「海外派兵は憲法上できない」としながらも、安倍首相は国会で、停戦合意前のホルムズ海峡の機雷除去も集団的自衛権の範囲で可能、と主張している。20日に行われた民主党・岡田克也代表との党首討論でも、「一般に海外派兵は認められないが、機雷除去は例外」という旨の発言をしている。
安倍首相がホルムズ海峡の機雷除去を集団的自衛権の範囲内だと主張する理由は、海峡封鎖で石油タンカーが日本に来られなくなり、原油価格が高騰して「経済的なパニックが起こる」からだという(5月15日朝日新聞)。

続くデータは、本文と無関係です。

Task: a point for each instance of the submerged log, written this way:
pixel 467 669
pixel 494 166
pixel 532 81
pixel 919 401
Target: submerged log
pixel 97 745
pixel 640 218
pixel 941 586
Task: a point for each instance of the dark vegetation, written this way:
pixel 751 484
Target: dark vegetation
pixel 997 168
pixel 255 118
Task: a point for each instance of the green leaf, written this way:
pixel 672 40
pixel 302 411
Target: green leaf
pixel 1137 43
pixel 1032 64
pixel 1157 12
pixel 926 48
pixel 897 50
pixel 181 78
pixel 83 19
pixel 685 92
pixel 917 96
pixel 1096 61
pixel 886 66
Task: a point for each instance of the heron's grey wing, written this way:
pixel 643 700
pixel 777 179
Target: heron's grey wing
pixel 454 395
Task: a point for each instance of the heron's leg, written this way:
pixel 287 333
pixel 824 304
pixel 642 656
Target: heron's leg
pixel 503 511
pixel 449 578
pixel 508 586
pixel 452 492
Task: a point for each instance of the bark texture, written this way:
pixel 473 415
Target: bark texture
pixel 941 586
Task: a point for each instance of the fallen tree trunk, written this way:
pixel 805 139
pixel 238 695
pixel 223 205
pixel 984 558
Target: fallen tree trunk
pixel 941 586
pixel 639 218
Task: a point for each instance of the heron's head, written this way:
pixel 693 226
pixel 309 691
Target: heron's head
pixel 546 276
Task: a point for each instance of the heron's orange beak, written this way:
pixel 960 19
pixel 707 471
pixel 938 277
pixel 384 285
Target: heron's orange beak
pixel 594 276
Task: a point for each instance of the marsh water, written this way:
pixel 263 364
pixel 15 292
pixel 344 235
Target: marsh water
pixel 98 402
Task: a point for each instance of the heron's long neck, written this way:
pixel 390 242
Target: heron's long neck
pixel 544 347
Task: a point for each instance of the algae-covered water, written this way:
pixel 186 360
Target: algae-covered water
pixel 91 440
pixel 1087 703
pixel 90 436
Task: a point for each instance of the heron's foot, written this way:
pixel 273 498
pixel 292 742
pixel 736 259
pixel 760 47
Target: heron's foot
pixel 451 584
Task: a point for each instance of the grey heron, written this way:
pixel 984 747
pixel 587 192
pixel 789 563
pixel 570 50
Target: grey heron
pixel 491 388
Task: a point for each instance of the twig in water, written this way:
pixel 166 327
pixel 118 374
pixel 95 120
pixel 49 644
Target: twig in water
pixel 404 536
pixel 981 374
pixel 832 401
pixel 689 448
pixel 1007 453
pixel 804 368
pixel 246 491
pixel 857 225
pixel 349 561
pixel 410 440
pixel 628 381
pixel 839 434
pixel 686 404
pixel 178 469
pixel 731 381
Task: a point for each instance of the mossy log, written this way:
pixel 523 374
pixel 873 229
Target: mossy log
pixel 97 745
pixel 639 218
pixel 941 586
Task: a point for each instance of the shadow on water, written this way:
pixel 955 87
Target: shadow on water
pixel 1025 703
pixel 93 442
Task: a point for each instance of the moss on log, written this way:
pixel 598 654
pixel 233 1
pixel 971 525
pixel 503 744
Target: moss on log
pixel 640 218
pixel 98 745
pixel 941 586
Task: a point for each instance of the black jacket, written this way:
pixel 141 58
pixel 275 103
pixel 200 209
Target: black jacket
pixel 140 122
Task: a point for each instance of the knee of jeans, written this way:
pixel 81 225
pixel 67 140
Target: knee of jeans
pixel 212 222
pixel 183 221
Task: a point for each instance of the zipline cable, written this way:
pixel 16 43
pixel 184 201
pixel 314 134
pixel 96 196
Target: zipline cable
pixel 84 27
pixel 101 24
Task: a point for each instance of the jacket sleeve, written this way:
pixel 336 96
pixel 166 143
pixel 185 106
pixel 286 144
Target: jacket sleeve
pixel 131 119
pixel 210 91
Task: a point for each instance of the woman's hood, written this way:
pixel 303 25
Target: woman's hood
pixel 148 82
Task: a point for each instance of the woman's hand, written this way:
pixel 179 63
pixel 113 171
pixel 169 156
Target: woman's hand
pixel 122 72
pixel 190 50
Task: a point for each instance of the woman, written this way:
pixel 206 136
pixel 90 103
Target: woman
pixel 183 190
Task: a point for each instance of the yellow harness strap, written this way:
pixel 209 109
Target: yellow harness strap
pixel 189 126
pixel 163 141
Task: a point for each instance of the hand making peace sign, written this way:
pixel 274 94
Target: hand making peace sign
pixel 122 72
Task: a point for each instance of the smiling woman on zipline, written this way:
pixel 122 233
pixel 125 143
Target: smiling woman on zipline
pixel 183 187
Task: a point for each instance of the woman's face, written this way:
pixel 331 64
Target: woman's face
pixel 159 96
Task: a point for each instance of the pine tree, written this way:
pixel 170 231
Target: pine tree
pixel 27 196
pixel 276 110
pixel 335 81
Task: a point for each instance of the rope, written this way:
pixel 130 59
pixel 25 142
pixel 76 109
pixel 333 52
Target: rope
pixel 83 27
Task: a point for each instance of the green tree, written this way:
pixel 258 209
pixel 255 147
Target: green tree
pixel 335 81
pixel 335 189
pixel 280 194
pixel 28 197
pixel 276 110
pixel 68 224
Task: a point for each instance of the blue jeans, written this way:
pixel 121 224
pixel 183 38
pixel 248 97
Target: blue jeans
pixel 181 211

これを「存立危機」という。「存立」概念は自衛権発動の新3要件から盛り込まれた概念で、
《わが国に対する武力攻撃が発生したこと、またはわが国と密接な関係にある他国に対する武力攻撃が発生し、これによりわが国の存立が脅かされ、国民の生命、自由および幸福追求の権利が根底から覆される明白な危険があること》
と説明する(防衛省HPより)。
つまり海峡が機雷で封鎖されることは「わが国と密接な関係にある」産油国への「武力攻撃が発生」したとみなし、石油が日本に運ばれてこなくなって経済パニックが起きてわが国の「存立が脅かされ」るので、「一般的に海外派兵は禁じられているが例外的に」集団的自衛権の行使により、機雷を除去に行く、ということらしい。
なぜ「例外」が認められるのか、憲法の例外を下位規範の法律で作ることにならないか、疑問が残る。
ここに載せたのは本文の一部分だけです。